After presenting these facts, Justice Delaney defended Judge Uhler’s denial of a defense request for an instruction that would allow the jury to find the collision an accident under California Criminal Jury Instruction (CALCRIM) No. 3404, which says, “The defendant is not guilty of <insert crime without the intent required for that crime, but acted instead accidentally. You may not find the defendant guilty of <insert crime> unless you are convinced beyond a reasonable doubt that (he/she) acted with the required intent.” Delaney wrote that this Instruction was not a permissible affirmative defense.

Rather, he explained, it was “merely a request for instruction that negates the intent element of malice murder.” Neaves maintained that his consumption of a half bottle of Hennessey did not show intent. Instead, Delaney said, at most, it would show criminal negligence. But even then, the opinion said, the trial court’s refusal to give the requested CALCRIM instruction was harmless error. In addition, the Justice cited precedent that ruled it did not meet the required standard for harmless error that holds “it is reasonably probable that a result more favorable to the appealing party would have been reached in the absence of the error.”

The opinion also noted that the requested CALCRIM instruction would have been “duplicative of three other” jury instructions.
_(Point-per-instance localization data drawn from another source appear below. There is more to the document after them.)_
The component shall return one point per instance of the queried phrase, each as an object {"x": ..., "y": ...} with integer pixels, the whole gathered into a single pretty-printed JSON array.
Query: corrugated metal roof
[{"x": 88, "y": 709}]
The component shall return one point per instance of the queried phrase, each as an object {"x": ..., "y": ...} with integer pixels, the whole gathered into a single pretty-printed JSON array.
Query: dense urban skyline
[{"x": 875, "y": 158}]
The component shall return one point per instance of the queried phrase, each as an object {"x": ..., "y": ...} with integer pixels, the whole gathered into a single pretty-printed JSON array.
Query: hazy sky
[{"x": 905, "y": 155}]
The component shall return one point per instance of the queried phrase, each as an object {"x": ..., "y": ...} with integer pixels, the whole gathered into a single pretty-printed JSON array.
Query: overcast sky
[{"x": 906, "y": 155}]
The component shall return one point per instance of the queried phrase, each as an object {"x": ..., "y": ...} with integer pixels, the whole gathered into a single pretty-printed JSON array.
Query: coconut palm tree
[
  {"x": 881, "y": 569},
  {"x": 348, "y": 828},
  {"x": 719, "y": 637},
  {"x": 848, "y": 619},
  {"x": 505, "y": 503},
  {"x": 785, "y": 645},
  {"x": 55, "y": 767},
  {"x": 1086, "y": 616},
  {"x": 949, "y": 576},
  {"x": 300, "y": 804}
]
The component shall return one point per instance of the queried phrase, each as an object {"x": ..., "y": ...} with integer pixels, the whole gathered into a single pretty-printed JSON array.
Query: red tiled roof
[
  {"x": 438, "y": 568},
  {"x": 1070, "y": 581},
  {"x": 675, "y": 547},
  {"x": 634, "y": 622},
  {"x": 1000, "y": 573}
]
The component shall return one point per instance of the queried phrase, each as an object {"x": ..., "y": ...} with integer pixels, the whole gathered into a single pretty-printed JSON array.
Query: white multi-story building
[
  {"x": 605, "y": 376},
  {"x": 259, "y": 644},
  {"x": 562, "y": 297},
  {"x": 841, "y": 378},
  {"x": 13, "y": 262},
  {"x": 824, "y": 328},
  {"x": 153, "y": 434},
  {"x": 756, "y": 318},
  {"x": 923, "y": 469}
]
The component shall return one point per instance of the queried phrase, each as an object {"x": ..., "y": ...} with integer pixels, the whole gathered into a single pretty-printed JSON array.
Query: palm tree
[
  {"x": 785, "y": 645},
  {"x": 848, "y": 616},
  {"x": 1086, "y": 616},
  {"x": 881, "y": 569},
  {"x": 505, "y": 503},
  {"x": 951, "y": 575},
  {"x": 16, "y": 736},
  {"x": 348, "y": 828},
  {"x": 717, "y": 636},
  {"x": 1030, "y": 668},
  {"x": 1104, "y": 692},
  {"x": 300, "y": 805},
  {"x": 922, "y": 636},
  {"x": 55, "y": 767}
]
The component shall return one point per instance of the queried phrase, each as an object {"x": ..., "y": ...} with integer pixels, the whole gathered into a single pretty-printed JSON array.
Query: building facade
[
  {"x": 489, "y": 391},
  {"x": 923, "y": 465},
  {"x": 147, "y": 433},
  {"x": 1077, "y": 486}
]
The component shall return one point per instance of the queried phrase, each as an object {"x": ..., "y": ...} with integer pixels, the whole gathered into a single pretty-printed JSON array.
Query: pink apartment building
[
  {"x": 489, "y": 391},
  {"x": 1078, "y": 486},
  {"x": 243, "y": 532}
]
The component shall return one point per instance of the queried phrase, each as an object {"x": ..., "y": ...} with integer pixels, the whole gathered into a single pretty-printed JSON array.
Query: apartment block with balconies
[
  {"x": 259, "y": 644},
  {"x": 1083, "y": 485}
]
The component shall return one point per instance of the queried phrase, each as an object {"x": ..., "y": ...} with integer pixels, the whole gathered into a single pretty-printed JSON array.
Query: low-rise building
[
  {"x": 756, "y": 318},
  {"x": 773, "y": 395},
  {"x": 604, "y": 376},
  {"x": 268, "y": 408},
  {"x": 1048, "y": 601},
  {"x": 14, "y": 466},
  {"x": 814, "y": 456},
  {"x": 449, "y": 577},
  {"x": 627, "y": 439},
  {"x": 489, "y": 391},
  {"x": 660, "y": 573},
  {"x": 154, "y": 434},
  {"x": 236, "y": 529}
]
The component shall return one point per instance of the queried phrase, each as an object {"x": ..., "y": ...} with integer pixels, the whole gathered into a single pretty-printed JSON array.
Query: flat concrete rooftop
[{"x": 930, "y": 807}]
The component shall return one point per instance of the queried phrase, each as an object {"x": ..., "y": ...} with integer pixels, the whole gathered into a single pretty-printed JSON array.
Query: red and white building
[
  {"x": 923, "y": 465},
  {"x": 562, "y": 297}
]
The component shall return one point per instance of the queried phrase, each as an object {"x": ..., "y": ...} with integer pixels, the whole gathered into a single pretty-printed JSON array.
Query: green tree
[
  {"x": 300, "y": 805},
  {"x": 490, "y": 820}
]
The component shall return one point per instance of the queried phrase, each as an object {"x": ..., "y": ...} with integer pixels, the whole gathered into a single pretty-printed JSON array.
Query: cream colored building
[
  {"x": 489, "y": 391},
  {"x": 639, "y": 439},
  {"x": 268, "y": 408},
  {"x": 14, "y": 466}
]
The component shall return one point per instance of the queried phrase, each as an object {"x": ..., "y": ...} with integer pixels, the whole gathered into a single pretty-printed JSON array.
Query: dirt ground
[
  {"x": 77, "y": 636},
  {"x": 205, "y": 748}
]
He explained that even though the word “accident” was not used in the jury instruction, the jury heard the defense’s accident theory “at least six times” from the defense.
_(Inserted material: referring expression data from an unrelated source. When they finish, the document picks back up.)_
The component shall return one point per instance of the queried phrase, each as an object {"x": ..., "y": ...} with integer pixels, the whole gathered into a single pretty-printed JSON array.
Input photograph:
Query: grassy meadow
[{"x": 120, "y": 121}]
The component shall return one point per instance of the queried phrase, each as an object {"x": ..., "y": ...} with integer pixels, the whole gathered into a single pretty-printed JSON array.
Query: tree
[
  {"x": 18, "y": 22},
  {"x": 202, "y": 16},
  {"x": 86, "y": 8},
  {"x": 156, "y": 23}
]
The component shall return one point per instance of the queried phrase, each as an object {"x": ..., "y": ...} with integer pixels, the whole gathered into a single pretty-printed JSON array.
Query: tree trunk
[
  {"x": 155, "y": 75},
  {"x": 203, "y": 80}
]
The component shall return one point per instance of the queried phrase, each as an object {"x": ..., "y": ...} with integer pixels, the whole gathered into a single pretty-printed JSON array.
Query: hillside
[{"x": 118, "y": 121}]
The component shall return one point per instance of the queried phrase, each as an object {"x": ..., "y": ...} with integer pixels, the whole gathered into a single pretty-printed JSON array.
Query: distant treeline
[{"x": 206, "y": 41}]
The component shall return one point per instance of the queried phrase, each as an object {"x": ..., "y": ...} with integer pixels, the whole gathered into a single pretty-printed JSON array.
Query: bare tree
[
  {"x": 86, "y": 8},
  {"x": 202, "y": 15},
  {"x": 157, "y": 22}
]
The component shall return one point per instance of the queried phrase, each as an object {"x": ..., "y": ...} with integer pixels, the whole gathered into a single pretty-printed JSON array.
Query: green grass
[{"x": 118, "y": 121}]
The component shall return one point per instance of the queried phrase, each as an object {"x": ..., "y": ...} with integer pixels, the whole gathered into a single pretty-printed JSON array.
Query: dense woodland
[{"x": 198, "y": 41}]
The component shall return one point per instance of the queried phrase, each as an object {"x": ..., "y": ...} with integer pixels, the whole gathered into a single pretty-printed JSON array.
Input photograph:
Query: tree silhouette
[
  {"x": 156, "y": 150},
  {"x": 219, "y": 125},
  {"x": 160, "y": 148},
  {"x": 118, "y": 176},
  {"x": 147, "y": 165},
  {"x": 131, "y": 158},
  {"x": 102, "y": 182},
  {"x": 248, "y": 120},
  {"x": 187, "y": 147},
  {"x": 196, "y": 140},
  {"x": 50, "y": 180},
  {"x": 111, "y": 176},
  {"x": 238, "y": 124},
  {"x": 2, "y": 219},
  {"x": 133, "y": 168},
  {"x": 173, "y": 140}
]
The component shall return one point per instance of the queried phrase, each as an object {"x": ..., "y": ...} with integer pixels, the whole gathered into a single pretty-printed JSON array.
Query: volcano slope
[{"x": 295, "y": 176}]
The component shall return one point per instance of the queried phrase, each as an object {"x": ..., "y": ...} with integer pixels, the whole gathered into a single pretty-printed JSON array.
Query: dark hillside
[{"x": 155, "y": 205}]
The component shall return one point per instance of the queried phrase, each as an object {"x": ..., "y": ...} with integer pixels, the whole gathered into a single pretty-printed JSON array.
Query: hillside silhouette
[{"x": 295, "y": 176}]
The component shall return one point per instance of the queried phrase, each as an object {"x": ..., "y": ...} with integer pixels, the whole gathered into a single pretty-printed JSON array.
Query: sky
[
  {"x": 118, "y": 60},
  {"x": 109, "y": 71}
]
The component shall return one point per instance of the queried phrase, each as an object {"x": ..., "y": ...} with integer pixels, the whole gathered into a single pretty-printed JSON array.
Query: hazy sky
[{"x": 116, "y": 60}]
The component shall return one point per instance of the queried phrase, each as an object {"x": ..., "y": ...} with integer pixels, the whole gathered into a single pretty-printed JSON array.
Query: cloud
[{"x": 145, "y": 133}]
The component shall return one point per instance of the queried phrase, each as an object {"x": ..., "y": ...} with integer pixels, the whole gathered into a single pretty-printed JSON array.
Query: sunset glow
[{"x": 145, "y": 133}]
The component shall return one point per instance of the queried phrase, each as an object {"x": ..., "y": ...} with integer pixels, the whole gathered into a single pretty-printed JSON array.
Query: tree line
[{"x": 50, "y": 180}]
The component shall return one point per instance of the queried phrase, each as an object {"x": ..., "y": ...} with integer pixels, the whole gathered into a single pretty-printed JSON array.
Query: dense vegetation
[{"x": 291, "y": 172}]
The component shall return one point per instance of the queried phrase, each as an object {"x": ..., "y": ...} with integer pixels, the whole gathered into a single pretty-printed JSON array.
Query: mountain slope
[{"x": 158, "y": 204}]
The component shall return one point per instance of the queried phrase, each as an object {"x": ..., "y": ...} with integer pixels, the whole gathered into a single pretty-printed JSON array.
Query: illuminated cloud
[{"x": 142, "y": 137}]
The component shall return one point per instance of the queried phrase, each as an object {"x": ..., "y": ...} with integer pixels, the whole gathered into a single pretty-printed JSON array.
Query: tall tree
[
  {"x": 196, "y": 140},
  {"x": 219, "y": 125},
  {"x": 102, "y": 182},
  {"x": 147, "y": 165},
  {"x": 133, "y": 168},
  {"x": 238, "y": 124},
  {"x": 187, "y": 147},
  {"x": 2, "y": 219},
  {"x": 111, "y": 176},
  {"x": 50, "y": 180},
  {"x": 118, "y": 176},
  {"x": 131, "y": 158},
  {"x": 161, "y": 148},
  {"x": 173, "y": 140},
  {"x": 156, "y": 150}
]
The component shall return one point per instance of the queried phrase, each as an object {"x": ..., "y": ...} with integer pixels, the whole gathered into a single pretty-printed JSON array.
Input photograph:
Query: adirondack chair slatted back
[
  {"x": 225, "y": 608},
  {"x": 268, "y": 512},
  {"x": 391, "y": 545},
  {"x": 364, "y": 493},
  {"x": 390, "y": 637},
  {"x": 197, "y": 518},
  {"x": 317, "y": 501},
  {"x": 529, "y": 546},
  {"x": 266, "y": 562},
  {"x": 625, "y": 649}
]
Neaves also argued on appeal that there was insufficient evidence to support the jury’s finding of implied malice, which would apply only if Neaves: intentionally committed the act; the consequences of the act were dangerous to human life; the act involved a high degree of probability that it would result in death; and the actor knew his act was dangerous to human life, according to CALCRIM No. 520. Delaney explained that the appellate justices “have reviewed the record and conclude sufficient evidence supports the jury’s finding of implied malice.”

This, he reasoned, was because Neaves was driving at an hour when cars would be on the road, he said that his life was not worth living, he consumed half a bottle of liquor, he drove twice the posted speed limit, he saw that cars ahead of him were stopped at a red light, he was going nearly 100 miles per hour before pressing his brake, and did not swerve to avoid hitting the Hyundai. Delaney said, “From these facts, the jury could reasonably infer Neaves knew his driving endangered his passengers and others on the road, yet he acted with a conscious disregard for human life.”
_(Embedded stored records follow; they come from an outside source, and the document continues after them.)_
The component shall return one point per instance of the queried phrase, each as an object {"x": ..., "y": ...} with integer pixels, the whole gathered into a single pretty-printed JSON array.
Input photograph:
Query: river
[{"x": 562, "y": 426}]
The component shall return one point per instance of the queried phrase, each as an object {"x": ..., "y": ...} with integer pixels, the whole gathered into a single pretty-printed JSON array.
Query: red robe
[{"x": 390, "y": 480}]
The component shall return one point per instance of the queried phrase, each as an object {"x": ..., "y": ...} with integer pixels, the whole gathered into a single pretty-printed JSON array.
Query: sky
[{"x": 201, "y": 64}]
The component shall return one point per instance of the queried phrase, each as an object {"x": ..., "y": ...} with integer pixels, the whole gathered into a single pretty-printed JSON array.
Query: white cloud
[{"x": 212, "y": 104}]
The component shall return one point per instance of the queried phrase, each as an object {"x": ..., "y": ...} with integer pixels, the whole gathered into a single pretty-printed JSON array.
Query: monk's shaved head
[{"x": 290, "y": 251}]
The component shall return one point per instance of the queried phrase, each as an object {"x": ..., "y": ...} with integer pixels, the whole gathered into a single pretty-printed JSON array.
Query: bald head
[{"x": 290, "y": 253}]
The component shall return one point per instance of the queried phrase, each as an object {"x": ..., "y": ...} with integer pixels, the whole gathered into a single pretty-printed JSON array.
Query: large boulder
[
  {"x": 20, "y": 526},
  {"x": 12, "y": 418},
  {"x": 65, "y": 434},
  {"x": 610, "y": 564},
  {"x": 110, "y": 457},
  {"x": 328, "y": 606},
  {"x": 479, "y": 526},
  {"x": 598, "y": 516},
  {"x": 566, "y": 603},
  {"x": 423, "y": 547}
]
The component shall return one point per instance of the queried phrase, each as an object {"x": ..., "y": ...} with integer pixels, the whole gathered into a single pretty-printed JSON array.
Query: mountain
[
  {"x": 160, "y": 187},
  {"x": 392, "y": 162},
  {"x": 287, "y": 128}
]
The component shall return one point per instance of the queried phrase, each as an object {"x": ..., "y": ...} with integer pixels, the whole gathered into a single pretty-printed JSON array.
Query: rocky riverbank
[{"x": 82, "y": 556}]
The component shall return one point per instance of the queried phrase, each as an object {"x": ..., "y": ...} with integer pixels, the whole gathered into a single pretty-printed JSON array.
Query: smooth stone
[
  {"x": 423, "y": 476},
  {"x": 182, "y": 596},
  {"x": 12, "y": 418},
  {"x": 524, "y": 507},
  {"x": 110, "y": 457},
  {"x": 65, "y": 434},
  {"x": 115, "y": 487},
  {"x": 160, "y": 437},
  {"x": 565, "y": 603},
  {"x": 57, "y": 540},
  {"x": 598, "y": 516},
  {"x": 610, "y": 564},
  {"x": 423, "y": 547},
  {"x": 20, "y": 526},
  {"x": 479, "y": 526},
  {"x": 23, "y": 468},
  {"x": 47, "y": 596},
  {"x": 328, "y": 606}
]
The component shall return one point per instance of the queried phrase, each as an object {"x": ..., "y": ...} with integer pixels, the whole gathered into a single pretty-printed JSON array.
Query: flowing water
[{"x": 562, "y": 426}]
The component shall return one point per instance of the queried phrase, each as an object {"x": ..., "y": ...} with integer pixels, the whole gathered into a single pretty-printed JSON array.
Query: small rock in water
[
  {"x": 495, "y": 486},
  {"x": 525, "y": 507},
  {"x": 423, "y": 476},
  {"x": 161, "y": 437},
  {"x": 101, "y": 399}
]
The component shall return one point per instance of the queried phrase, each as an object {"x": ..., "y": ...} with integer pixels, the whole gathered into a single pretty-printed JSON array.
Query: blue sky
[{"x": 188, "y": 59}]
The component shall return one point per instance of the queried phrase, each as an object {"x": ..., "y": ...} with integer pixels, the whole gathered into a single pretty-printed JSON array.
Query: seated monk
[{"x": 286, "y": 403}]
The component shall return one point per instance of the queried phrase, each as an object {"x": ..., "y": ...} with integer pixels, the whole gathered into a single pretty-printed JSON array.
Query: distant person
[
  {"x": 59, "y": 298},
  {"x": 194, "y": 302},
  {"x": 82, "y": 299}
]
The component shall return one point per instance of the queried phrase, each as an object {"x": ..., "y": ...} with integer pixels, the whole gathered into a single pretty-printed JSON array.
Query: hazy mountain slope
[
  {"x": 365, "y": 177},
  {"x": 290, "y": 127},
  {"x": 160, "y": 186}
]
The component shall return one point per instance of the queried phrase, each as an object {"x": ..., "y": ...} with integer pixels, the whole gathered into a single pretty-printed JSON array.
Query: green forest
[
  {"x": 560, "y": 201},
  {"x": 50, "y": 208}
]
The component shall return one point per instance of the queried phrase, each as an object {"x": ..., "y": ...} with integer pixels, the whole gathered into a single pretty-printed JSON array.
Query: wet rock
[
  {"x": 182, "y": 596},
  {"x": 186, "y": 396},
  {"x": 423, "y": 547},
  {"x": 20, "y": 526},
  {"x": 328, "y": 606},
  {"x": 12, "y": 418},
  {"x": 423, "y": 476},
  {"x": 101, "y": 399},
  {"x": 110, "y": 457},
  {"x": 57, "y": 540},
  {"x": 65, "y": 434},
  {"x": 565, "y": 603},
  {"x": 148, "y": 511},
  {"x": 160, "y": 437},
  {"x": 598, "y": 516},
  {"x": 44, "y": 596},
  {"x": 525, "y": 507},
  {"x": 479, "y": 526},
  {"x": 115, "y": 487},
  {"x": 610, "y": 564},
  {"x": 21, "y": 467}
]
The next defense argument concerned the admission of “gruesome photos” of the accident victims. This, too, was found to be harmless error, and the photos clarified some of the facts about the accident. Finally, Neaves argued that the judge should not have considered Neaves's previous “two strikes” under California’s Three Strikes law. The opinion noted the defendant has the right to file a Romero motion to “‘invite the court to exercise its power’” to strike an allegation or vacate a finding that a defendant has prior felony convictions. “The appellate court was not persuaded that Judge Uhler should have refused to discount a prior strike and said that her refusal was not an abuse of discretion.”

There was one minor correction, concerning the improper amount of “credit” that Neaves received. Delaney ordered the correction but affirmed the rest of the trial court’s rulings.